Тео снова уставился в свои бумаги, листает написанное, то, что должно стать речью сегодня днем. Еще нет начала, еще нет конца, еще нет опорной мысли в основной части. Написано уже много, но, в сущности, еще ничего нет. Он начинает писать, начинает заново, без устали, в надежде, что всякий труд приносит плоды, что подлинное усердие вознаградится. Ему все еще нечего сказать во славу прославляемой книги, он может расписать это «нечего сказать» на шести страницах, но нужно двенадцать — пятнадцать, которые он легко заполнил бы, не мешай ему собственное мнение.
Профессор Либшер поручил ему это, потому что знает о его дружбе с Паулем. От него ждут слов с личной окраской. Их он и может сказать, не кривя душой: «Помнишь тот летний вечер в твоей родной деревне... Как первый читатель твоего первого произведения... Я был студентом второго курса, когда имя Пауля Шустера мне впервые...»
Не в этом трудность, не в личном плане, а в существе дела, в книге.
2Девятнадцать лет назад Тео Овербек и Пауль Шустер встретились впервые.

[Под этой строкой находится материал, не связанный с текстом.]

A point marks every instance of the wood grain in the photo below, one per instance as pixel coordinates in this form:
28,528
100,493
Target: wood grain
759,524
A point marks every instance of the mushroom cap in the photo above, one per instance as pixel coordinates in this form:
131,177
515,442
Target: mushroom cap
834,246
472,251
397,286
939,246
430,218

Нескольким студентам, посланным в юго-восточную часть провинции Бранденбург на уборку урожая, было поручено организовать сельскую молодежную группу. Стихами и речами они нагнали тоску на горстку молодых людей, пришедших в закрытую на время беседы столовую, и отчаянно пытались дискуссией сломить молчание, которое в конце концов сковало их самих, после чего Тео пришла в голову спасительная мысль заставить каждого назвать свою фамилию и рассказать биографию. Подавая пример, он начал с себя, рассказал об отце-пролетарии, который еще в фашистское время привил ему антифашистское мышление, о принудительном пребывании в гитлерюгенде и вермахте, о ранних литературных склонностях, приведших его к изучению германистики. Кто дурачась, кто смущенно, кто самодовольно — все попытались подражать ему. Один лишь Пауль, пренебрегая примером, сердито пробурчал: отец его столяр, сам он рыбак, а фамилия его Шустер[1]. Имеет ли отец собственное дело, спросил Тео. Да, но на Западе. А где мать? Тоже там, бежала. Пауль вернулся оттуда один — дополнили другие.

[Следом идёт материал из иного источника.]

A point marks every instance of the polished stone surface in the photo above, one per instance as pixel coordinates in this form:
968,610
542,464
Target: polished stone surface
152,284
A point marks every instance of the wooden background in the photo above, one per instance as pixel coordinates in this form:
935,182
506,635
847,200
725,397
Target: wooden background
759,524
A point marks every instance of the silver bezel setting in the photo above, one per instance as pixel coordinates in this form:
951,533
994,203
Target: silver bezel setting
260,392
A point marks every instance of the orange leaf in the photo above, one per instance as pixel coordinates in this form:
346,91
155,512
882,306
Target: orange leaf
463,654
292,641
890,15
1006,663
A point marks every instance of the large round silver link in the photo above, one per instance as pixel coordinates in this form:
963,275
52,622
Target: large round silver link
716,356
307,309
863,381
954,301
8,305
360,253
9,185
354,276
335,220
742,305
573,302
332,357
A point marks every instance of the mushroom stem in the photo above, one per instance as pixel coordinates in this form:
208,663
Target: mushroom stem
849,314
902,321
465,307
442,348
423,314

Это было как раз то, что требовалось Тео для заключительной речи. Жизнь Пауля обрела в ней округлые, удобные формы, стала показательной, несмотря на протест прототипа, который, пробормотав: «Ерунда!» — убежал в ночь, но на следующий вечер был доставлен к Тео, чья терпеливая настойчивость заставила его разговориться.